How to Design a Convolutional Neural Network

February 20, 2018

Transcript of the video

One of the questions that I get frequently is 'how do you design a neural network' or more specifically 'how do you know how many layers you need to have' or 'how do you know what's the right value for a particular hyperparameter'.

First things first, if you are not familiar with convolutional neural networks, you can find the link to my introductory video in the description below.

When people say the best thing about deep learning is that it requires no hand-designed feature extractors, everything is learned from data, and there's almost no human intervention, that's not entirely true. Indeed, the features are learned from data, and that's great. A hierarchy of learned features can lead to a great representational power. But there's still a lot of human intervention in the model design although there have been some efforts to automate the model selection process. I think eventually we will get to a point where no human intervention is required but it seems like humans will still be in the loop for a while.

You might ask why not just do a grid search on all hyperparameters and automatically pick the best configuration? Wouldn't that be more systematic? Well, a complete grid search is usually not a feasible option since there are too many hyperparameters. Furthermore, model selection in deep models is not just about choosing the number of layers and hidden units and a few other hyperparameters. Designing the architecture of a model also involves choosing the types of layers and the way they are arranged and connected to each other. So there are infinitely many ways one can design a network.

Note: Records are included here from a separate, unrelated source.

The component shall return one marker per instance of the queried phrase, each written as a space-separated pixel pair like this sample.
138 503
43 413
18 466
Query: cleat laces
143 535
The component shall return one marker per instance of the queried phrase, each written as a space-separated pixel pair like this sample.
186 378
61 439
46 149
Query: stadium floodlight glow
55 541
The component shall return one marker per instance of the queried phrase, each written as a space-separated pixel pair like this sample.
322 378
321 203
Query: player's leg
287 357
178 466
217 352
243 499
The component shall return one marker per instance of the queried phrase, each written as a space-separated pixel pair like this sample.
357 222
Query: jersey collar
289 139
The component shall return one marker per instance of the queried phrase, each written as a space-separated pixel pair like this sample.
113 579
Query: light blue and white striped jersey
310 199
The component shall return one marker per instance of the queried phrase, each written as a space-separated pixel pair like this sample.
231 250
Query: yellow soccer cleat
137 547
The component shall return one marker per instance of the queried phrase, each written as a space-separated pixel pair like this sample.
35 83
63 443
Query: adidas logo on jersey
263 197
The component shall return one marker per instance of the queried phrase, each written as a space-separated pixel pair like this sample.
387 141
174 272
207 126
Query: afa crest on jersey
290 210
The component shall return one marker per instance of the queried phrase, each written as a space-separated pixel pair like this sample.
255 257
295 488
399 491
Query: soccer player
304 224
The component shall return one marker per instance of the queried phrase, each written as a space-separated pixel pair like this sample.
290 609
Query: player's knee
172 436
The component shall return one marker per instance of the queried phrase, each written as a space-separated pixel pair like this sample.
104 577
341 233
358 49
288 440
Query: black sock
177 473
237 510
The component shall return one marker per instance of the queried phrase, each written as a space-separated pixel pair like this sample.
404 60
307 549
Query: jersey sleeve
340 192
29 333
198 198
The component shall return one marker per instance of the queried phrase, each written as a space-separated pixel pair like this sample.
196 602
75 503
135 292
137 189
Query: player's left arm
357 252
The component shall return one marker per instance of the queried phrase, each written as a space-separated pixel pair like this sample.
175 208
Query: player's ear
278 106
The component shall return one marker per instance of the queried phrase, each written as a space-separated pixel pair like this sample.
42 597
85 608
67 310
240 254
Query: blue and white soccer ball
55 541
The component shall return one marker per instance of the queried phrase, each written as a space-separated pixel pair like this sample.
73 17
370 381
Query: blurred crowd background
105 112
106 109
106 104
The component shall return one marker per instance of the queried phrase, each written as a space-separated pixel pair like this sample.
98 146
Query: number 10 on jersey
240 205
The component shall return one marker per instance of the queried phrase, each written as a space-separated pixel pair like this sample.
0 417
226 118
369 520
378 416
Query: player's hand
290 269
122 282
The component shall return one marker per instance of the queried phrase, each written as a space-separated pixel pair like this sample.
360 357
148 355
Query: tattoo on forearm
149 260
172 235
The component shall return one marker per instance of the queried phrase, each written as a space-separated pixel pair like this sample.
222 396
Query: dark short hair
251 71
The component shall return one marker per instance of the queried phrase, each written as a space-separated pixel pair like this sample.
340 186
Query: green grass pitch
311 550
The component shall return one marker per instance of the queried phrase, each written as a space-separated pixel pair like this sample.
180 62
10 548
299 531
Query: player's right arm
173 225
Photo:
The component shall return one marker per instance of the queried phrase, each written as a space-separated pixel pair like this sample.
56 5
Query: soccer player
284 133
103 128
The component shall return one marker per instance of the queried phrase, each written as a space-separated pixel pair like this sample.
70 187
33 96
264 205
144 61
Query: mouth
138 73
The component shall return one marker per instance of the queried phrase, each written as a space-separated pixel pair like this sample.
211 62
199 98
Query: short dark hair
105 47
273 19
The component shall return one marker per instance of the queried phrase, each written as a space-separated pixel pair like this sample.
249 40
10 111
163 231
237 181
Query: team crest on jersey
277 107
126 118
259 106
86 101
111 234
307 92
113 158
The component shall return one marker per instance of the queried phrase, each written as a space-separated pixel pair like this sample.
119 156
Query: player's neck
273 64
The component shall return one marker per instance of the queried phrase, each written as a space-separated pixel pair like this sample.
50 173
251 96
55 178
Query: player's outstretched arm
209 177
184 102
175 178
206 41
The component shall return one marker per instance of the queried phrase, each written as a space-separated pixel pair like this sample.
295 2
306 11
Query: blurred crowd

Designing a good model usually involves a lot of trial and error. It is still more of an art than science, and people have their own ways of designing models. So the tricks and design patterns that I will be presenting in this video will be mostly based on 'folk wisdom', my personal experience with designing models, and ideas that come from successful model architectures.

Back to our question "how do you design a neural network?" The short answer is: you don't. The easiest thing you can do is pick something that has been proven to work for a similar problem and train it for your task. You don't even have to train it from scratch. You can take a model that has already been trained on some large dataset and fine tune the weights to adapt it to your problem. This is called transfer learning and we will come back to that later.

This approach works in many practical cases, but not applicable in all cases especially if you are working on a novel problem or doing bleeding edge research. Even if you are working on a novel problem or the existing models don't meet your needs, that doesn't mean that you need to reinvent the wheel. You can always borrow ideas from successful models to design your own model. We will discuss some of these ideas in this video. Let's go through frequently asked questions about designing a convolutional neural network.

First question: how do you choose the number of layers and number of units per layer? My experience is that beginning with a very small model and gradually increasing the model size usually works well. And by increasing the model size, I mean adding layers and increasing the number of units per layer.

You could also go the other way around and start with a big model and keep shrinking it. The problem with that is it's hard to decide how big you should start. If you want to start small you always have a point zero, which is the linear regression. That doesn't mean that you should always try linear regression first even if it's obvious that there is no linear mapping between the inputs and the outputs and the problem is not linear. But, overall it usually has more benefits to start smaller and increase the model capacity until the validation error stops improving. Earlier, I made a separate video about how to choose model capacity. You can find it in the Deep Learning Crash Course playlist to learn more about it.

You might wonder given the same number of trainable parameters whether it's better to have more layers or more units per layer. It's usually better to go deeper than wider, so I would opt in for a deeper model. However, a very tall and skinny network can be hard to optimize.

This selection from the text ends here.